EHR systems vary substantially in their native compliance with Part 11 requirements. Health system EHRs are designed primarily for clinical care documentation, not for clinical research documentation — and the audit trail requirements for research-quality data are more stringent than those that typically apply to routine clinical documentation. Sponsors using EHR data in a manner that brings it within the scope of Part 11 need to assess whether the specific EHR systems at their sites meet Part 11 requirements for the specific data elements being used, and whether additional controls or documentation are required.
We're not suggesting that standard EHR data fails Part 11 categorically — many modern EHR implementations include audit trail and access control features that meet Part 11 requirements for specific use cases. The point is that compliance cannot be assumed; it requires explicit assessment of each system against the specific regulatory context in which the data will be used.
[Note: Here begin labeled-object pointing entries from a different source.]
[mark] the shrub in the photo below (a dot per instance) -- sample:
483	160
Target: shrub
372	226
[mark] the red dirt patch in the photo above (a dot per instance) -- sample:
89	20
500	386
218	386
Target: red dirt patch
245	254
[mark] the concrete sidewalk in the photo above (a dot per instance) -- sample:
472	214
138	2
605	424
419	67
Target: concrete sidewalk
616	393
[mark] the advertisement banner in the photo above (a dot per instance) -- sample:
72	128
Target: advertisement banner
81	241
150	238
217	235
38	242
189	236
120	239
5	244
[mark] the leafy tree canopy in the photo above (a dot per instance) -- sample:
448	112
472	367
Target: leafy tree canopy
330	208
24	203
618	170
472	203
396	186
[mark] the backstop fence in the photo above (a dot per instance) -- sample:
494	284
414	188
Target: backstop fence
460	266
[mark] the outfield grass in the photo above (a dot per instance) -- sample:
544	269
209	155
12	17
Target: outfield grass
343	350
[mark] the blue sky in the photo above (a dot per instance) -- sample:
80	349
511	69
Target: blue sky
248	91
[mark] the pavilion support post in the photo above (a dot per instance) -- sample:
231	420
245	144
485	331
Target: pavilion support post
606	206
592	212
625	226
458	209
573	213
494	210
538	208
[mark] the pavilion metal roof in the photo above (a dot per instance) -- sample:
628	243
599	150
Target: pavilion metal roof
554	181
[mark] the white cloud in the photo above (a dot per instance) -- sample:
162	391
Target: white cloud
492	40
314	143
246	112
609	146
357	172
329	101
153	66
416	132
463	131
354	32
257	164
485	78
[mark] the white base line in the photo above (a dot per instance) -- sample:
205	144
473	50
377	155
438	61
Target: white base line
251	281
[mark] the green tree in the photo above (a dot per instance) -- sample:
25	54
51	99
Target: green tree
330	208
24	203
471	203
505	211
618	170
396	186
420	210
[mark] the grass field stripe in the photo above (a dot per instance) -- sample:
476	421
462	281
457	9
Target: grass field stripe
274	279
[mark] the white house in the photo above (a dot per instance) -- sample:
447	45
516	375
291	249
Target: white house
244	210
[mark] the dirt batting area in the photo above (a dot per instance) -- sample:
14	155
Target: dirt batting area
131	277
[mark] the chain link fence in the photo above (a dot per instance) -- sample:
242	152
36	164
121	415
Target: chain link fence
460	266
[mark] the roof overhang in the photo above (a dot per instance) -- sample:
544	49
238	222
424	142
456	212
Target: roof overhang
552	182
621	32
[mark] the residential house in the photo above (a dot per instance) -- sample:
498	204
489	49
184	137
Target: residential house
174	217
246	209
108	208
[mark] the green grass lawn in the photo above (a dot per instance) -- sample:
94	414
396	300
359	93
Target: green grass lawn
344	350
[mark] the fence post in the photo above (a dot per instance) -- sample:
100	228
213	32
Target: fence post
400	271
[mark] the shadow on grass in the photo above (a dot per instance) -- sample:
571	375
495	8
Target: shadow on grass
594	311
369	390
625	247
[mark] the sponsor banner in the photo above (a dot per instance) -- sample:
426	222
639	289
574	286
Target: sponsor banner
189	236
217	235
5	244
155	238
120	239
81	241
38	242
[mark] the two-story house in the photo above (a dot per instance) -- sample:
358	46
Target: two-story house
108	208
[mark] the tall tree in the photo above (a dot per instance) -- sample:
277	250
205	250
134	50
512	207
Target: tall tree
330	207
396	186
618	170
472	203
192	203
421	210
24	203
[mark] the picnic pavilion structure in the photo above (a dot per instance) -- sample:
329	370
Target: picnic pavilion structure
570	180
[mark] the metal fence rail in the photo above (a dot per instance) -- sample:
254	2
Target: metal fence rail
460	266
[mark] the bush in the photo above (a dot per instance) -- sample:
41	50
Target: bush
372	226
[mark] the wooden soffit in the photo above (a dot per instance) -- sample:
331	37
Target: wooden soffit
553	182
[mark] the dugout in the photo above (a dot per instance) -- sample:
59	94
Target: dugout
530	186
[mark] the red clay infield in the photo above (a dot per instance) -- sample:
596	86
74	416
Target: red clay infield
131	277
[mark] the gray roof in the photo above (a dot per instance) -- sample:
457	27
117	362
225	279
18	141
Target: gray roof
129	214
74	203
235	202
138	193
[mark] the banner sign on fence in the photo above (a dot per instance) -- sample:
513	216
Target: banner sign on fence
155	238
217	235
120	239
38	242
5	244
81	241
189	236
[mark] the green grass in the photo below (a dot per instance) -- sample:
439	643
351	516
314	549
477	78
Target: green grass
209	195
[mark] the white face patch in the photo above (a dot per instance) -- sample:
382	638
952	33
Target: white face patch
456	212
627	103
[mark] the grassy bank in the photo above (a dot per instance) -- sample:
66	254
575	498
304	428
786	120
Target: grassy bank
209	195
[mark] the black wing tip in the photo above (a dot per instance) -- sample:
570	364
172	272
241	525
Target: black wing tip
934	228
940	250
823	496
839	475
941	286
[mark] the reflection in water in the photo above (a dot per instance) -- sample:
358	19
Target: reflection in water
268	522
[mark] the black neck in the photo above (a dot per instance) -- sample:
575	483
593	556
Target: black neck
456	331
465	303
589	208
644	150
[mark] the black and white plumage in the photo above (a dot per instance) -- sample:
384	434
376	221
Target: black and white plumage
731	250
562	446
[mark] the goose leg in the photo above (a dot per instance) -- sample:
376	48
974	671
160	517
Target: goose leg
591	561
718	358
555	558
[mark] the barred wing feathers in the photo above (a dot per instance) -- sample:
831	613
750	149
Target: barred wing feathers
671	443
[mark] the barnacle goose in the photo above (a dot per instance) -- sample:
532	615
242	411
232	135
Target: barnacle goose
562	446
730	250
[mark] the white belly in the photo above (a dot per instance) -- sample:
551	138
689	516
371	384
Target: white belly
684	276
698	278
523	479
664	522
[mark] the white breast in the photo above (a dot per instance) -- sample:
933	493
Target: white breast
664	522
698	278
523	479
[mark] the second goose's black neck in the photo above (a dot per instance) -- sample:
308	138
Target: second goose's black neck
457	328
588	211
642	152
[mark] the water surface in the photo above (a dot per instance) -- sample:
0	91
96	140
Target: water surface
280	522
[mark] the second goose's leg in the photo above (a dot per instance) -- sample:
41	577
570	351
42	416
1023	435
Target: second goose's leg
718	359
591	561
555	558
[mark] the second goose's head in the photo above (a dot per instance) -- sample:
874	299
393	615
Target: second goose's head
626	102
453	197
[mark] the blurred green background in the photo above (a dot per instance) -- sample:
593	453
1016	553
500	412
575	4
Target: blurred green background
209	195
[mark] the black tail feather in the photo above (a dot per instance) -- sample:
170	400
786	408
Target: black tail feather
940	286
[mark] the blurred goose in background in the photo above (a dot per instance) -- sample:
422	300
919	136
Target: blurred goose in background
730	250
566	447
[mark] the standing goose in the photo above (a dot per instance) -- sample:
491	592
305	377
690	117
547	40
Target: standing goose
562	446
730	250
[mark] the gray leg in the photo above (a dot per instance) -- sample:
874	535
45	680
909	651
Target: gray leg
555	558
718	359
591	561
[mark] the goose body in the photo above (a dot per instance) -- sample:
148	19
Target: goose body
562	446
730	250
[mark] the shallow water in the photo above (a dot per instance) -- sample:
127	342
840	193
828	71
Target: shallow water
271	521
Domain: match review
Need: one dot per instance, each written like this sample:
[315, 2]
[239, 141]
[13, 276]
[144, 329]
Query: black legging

The Trajectory: Where FDA's RWE Program Is Heading
FDA's RWE Program has been operating as an ongoing, iterative policy development exercise since 2018, with new guidances, pilot program findings, and framework updates published regularly. The trajectory is toward expanded use — particularly for supplemental indications in already-approved therapeutic areas, for pragmatic clinical trials that embed research procedures within usual care, and for post-approval safety and effectiveness studies where the research question can be adequately addressed with observational data.
For sponsors designing Phase II/III programs in 2025, the practical implication is that RWD infrastructure investments — EHR integration capability, de-identification pipelines, FHIR data exchange — now serve multiple functions simultaneously: they support patient identification for enrollment, they enable external control arm design for small populations, and they create the data infrastructure that post-approval commitments increasingly require. The enrollment operations investment and the regulatory evidence investment are increasingly the same investment. That convergence is one of the more important structural changes in how sponsors should think about clinical data infrastructure over the course of a development program.